Functions to Polymorphic data types

Question

data Foo a is defined like:

data Foo a where
  Foo :: (Typeable a, Show a) => a -> Foo a
  -- perhaps more constructors

instance Show a => Show (Foo a) where
  show (Foo a) = show a

with some instances:

fiveFoo :: Foo Int
fiveFoo = Foo 5

falseFoo :: Foo Bool
falseFoo = Foo False

How can I define any function from b -> Foo a , for example:

getFoo :: (Show a, Typeable a) => String -> Foo a
getFoo "five" = fiveFoo
getFoo "false" = falseFoo

Here getFoo does not type check with Couldn't match type 'a' with 'Bool' .

The only thing that I am interested in here is for a to be of class Show so I can use getFoo like:

main = getLine >>= (print . getFoo)

Answer 1

You can use existential types to make a data type hide and "carry" a type class like Show around.

Note that using existential types like this is considered to be an anti-pattern in Haskell, and you probably want to consider carefully whether you really want to do this: being more explicit about your types is usually simpler, better, and less prone to bugs.

However, that being said, if you really want to do this, here is how you would use existential types with your example:

{-# LANGUAGE ExistentialQuantification #-}

-- This Foo can only be constructed with instances of Show as its argument.
data Foo = forall a.

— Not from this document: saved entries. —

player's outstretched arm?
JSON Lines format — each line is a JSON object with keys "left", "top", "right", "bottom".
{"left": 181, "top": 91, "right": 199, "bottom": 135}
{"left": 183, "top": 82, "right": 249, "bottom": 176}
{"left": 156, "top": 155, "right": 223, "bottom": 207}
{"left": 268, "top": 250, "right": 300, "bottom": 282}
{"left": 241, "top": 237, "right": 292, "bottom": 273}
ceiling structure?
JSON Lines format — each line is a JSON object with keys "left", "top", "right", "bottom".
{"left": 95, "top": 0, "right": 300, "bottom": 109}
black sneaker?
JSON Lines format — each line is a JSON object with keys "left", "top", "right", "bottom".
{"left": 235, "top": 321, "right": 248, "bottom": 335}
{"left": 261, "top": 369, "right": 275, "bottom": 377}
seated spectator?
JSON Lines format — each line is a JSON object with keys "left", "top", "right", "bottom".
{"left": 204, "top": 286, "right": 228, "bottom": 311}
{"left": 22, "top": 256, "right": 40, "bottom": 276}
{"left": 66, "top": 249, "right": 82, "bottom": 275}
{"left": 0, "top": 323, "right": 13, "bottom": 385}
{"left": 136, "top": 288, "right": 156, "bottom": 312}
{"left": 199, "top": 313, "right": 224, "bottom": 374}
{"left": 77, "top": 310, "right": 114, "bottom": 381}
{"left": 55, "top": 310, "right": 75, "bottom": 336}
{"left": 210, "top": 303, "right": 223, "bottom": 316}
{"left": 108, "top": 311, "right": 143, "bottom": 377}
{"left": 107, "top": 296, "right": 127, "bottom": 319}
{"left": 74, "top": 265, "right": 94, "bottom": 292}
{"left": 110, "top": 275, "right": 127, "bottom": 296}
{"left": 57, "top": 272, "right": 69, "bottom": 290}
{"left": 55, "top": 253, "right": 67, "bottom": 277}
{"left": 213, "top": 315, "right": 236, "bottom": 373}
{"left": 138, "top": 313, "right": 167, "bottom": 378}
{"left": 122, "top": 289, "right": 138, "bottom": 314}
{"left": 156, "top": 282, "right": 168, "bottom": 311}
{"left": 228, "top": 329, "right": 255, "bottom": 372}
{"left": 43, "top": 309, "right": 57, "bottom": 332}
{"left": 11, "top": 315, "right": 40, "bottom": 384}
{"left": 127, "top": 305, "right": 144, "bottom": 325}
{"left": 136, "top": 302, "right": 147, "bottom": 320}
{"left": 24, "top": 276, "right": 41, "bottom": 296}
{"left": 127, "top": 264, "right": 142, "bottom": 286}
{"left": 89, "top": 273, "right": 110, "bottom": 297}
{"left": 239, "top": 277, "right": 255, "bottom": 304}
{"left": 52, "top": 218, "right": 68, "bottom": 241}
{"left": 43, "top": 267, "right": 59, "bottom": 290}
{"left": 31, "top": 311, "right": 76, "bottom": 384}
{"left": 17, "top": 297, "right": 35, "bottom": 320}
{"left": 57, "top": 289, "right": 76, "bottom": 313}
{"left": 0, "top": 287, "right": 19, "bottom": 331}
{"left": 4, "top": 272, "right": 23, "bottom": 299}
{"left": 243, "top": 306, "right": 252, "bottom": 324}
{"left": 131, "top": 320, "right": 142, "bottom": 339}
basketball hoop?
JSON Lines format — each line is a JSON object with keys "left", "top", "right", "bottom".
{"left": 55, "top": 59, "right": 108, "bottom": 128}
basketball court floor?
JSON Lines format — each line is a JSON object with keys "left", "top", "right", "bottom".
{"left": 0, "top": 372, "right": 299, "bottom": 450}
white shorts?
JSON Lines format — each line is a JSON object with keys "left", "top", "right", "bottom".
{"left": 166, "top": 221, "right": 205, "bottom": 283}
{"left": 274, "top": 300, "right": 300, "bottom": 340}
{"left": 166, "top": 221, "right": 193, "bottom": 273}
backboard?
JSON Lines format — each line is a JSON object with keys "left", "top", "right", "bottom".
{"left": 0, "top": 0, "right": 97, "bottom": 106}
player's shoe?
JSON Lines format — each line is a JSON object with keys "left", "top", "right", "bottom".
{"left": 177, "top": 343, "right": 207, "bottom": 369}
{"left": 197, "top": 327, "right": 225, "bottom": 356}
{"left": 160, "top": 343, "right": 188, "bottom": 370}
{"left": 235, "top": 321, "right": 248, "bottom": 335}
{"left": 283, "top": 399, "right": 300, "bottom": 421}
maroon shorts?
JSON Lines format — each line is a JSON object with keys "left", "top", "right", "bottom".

Show a => Foo a

-- Note that there is no "Show a => ..." context here:
-- Foo itself already carries that constraint around with it.
instance Show Foo where
  show (Foo a) = show a


getFoo :: String -> Foo
getFoo "five" = Foo 5
getFoo "false" = Foo False

main = print . getFoo =<< getLine

Demonstration:

ghci> main
five
5
ghci> main
false
False

Answer 2

Perhaps you want to omit the type parameter from Foo.

data Foo where
  Foo :: (Typeable a, Show a) => a -> Foo

instance Show Foo where
  show (Foo a) = show a

fiveFoo :: Foo
fiveFoo = Foo (5 :: Int) -- (Foo 5) doesn't work because of ambiguity

falseFoo :: Foo
falseFoo = Foo False

getFoo :: String -> Foo
getFoo "five" = fiveFoo
getFoo "false" = falseFoo

print $ getFoo "five" -- prints '5'
print $ getFoo "false" -- prints 'False'

Answer 3

getFoo :: (Show a, Typeable a) => String -> Foo a
getFoo "five" = fiveFoo
getFoo "false" = falseFoo

If fiveFoo :: Foo Int and falseFoo :: Foo Bool , you're essentially asking for getFoo to return a different type depending on what value you feed it at run-time. You can't do that. In Haskell, all types must be known at compile-time .

If all you want to be able to do is convert the thing to a string, why not just store it as a string in the first place? I'm guessing the answer is that this is actually a simplification of the real problem you're trying to solve...(?)